Internal Data Structure Development
Any data structure development in Blur needs to have a manageable memory footprint. The easiest way achieve this behavior is to make the data structure file based (through the Lucene Directory API). Implementing a file based data structure will make use the block cache directory which will automatically cache blocks of the files in use.
If a data structure cannot be written to use the file API then a manageable memory model will have to be implemented.
The reasoning for this is development strategy is three fold:
- JVM Heap limitations
- Data grow issues
- User query requirements
JVM Heap limitations
The two main limitations are Garbage Collection, and overall size. The overall size of the heap currently is limited to around 16 GB of heap (assuming that you are NOT using a Zing, or an Azul appliance).
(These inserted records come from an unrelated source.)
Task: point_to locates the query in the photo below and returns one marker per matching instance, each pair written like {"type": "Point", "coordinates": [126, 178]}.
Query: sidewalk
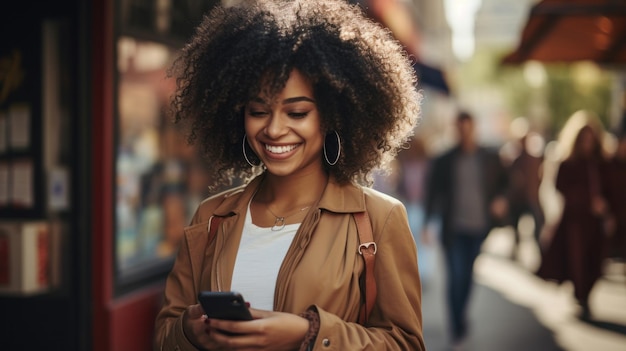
{"type": "Point", "coordinates": [511, 309]}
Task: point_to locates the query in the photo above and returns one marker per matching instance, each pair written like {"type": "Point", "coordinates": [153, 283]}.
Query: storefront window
{"type": "Point", "coordinates": [159, 177]}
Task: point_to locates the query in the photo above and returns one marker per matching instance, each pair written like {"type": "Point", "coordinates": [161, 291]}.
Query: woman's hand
{"type": "Point", "coordinates": [274, 331]}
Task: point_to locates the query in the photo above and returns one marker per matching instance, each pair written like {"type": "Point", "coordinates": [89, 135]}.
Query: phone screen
{"type": "Point", "coordinates": [228, 305]}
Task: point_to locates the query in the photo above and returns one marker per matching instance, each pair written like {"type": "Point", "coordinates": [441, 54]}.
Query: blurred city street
{"type": "Point", "coordinates": [511, 309]}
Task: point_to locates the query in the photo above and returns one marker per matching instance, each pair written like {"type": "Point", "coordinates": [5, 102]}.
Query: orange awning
{"type": "Point", "coordinates": [574, 30]}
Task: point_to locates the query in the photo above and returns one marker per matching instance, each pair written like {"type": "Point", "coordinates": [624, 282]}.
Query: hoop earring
{"type": "Point", "coordinates": [336, 149]}
{"type": "Point", "coordinates": [245, 155]}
There many, many blogs discussing the limitations of the GC and the JVM heap.
Data grow issues
A goal that most clusters is to have enough RAM to hold the hot portions of the index in memory. However in some situations it may be required to load more data into a system then is recommended. This will cause the caching system to miss more often, however the system will continue to operate. If the same situation occurs with naive fully loaded in Heap data structure the cluster could fail with the normal "Out Of Memory" exceptions.
User query requirements
User queries for the most part are short lived and require minimal amounts of heap space the big exception is sorting. These queries require the ordering field(s) to be loaded into memory. Many improvements have been made in Lucene 4 when it comes to field caching, but the default implementation loads the entire field contents into the heap. In addition to the on heap version, Lucene offers a separate implementation that will read the field contents from files (Directory API), this should be the implementation that Blur will use to perform sorting.
NOTE: These features in Lucene 4.0 are call Column Stride Fields.
The next largest memory consumer for user queries is filter caching. For the most part this is accomplished through weakly referenced bit sets that represent the filter the user requested. A file based solution has not yet been implemented, but should be.